Im Interview: KATWARN-Erfinder Ulrich Meissen, Fraunhofer FOKUS

Am Anfang waren die Ostfriesen

Die Entstehung von KATWARN

Über drei Millionen Menschen in Deutschland und Österreich versorgt das Warnsystem KATWARN mit Informationen im Gefahrenfall. Wie kam es zur Idee, ein Handy-Warnsystem zu entwickeln?

Meissen: Auf der Rückreise aus dem Italien-Urlaub im Jahr 1999 überraschte mich ein extremes Gewitter auf der Autobahn – das Sturmtief Lothar. Ich musste rechts heranfahren und einen Teil der Nacht im Auto verbringen. Damals habe ich mir gedacht, dass es doch möglich sein muss, betroffene Menschen individuell und ortsgenau zu warnen. Kurze Zeit später startete ich mit den öffentlichen Versicherern ein erstes Forschungsprojekt.

Der erste Schritt zu KATWARN war also ein Unwetterwarnsystem?

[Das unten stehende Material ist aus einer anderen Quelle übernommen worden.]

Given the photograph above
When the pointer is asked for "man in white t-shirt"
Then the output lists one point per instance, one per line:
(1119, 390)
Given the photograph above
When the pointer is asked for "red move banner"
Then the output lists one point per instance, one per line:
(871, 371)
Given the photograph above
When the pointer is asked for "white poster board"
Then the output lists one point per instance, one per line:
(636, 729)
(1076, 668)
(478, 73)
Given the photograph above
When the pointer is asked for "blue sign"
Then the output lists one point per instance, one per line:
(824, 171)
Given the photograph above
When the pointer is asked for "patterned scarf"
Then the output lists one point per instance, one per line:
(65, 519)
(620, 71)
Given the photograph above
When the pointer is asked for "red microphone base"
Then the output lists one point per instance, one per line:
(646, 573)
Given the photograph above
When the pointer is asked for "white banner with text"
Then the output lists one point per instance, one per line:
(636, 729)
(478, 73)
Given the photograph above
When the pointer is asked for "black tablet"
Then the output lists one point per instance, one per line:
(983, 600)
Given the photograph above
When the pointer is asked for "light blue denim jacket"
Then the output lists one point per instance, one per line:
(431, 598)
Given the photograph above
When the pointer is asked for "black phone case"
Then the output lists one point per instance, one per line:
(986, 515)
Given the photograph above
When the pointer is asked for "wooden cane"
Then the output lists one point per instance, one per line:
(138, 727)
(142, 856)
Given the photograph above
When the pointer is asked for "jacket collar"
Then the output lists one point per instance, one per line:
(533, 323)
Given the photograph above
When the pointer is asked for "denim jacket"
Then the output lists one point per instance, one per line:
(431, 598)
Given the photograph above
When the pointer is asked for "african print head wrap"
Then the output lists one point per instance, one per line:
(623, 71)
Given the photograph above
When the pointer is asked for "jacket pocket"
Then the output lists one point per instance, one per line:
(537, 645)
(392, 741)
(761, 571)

Meissen: Wetter-Apps gab es damals noch nicht und die Warninformationen waren auch noch nicht so gut aufbereitet. Die heute üblichen Warnstufen – „violett“, „rot,“ „orange“ „ocker“ und „grün“ – haben wir zum Beispiel gemeinsam mit Herrn Kachelmann im Projekt entwickelt.

Und wie kam die Idee, neben Unwetter auch vor allgemeinen Gefahren zu warnen?

Meissen: Vor rund zehn Jahren haben wir begonnen, das Handy-Warnsystem für allgemeine Gefahren zu erweitern. Das Forschungsprojekt hieß „KATWARN“ für Katastrophen-Warnung. Ein wichtiger Treiber waren die häufigen Sturmfluten in Ostfriesland und den ostfriesischen Inseln. Die dortigen Verantwortlichen waren neuen Technologie gegenüber sehr aufgeschlossen und haben gemeinsam mit uns 2009 das Pilotsystem gestartet. Man kann sagen, die Ostfriesen sind die Vorreiter für mobile Warnsysteme in Deutschland!